In many ways Smith's subject-matter is one he
seems only comfortable approaching through humour.
It is not a
novel device. There is a rich tradition of British social commentary and
feelings of displacement played through humour (in literature the two
Amis's and Larkin for instance) or grotesque melodrama (Dickens). Slow
Glass's melancholic drift is even supported by a dramatic sequence of a
young boy dressed in 50s clothes, waiting at the window of a suburban
house: a veritable post-war image of loss.
Blight, made with the composer Jocelyn Pook, documents the demolition
of an East London street to make way for the new M11 Link Road. It is an
exquisitely beautiful film of surfaces, textures, movement and colour as
Smith's camera records the dereliction, the detritus of urban demolition.
Pook's textural sound-track incorporates voices ('Come on Kim, come on')
reminiscent of Eliot's pub dialogues in Smith's The Waste Land. A
sublimely droll Smithian moment is the gigantic poster of 'The Exorcist'
revealed on a wall as a building is destroyed, with all its connotations
flowing into the film's own subject-matter.

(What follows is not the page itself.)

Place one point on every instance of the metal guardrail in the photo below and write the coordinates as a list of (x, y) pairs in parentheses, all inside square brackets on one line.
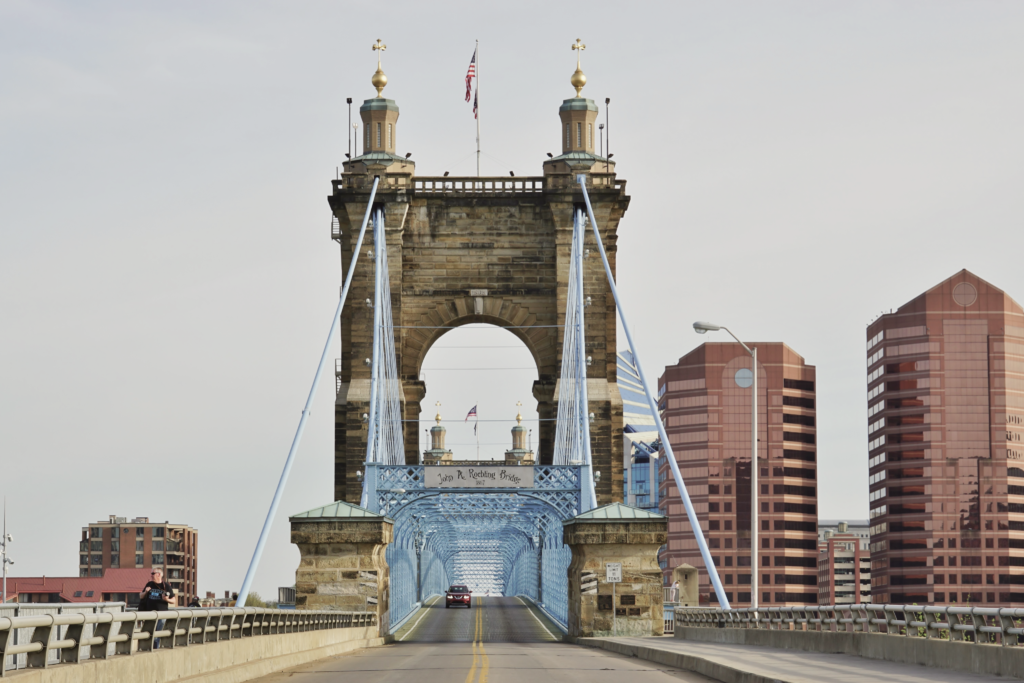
[(984, 626), (114, 634)]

Unlike the complex levels of
Slow Glass, Blight has the static lyrical quality of the earlier British
documentary film movement of the 1930s.
Blight has to be compared with Home Suite as they both cover the same
subject-matter. In the latter film, Smith's new video camera takes a long
look at the house he must leave to make way for the M11 development. This
is an up-close document of the minutiae of his house, beginning
characteristically in the toilet. The filmmaker provides his own wry
desultory commentary and in his longest film, often grappling with the
technical glitches of his video camera (it is thus, at the same time, a
film about the artist coming to grips with a new medium), he offers a
personal reaction to the loss of his home. On viewing Home Suite, Blight
can be seen as the public face of what was at heart a private affair. Made
back to back (Home Suite made first), the two films reveal a tension
between the pristine heavily modulated work he had made up to that date
and a more relaxed, freer way of working that video afforded.
In his essay on John Smith, Ian Bourn compares Home Suite with Smith's
earlier film of his home, Leading Light. They are both about change, with
the difference that the earlier film is structured by the movement of
light in a room, while Home Suite is recorded by a jiggling hand-held
camera whose movement is determined by the film-maker's response to the
topography of his home, which we are finally told by him is about to be
demolished - 'it's the end of an era', he comments. So Smith is a
protagonist in his own story. The collapse of the traditional working
class, the loss of an industrial base, of skills and crafts, of community
is a powerful theme in his work and to this extent Smith himself is bound
up in the inexorable social and historical movement he captures in his
films. It is fascinating to observe the maturing of his work in terms of
emotional resonance, from the cool logic of Associations and conceptually
filtered Leading Light to the complexity of The Black Tower, Slow Glass
and Lost Sound.
In Lost Sound, the sensibility and issues of social perception, humour and
formal rigour which have flowed through his work since A Girl Chewing Gum
have found a further means of expression, again using the interplay of
sound and image. Over some years Smith and Graeme Miller gathered
discarded audio tapes from East London. They found them wrapped around
trees, in mangled knots in gutters, hanging from old railings and so on.
Smith filmed the tape where it was found and Miller took it away to rescue
its sounds, often damaged by weather and urban wear. The result is a
montage of East London tape-locations with their accompanying fragmentary
sounds which range from pub songs to Asian pop. As in many of his other
films people are represented by sound - not voice-overs this time, but the
sounds they use for their pleasure, now lost or discarded. Lost Sound is
another imaginative picture of London and of a new society of fragmented
yet interlocking communities (perhaps this was always the case).
Characteristically, its pathos is gently shot through with humour.
Born and bred in East London, Smith has produced a body of work which is
both an 'objective' and a personal response to urban change. He achieves
this without collapsing into a facile political posturing, or an
omnipotent 'mirroring' or understanding of it. Smith’s world is seen
through a prism of humour, absurdity and easy-going but formally rich
structures. His keen artistic intelligence never allows self-indulgence to
offer cheap balms. Rather, it is through Smith’s fundamental humanism
pervaded by sadness that art comes to offer its restorative power, whilst
always remaining grounded in the world as we experience it.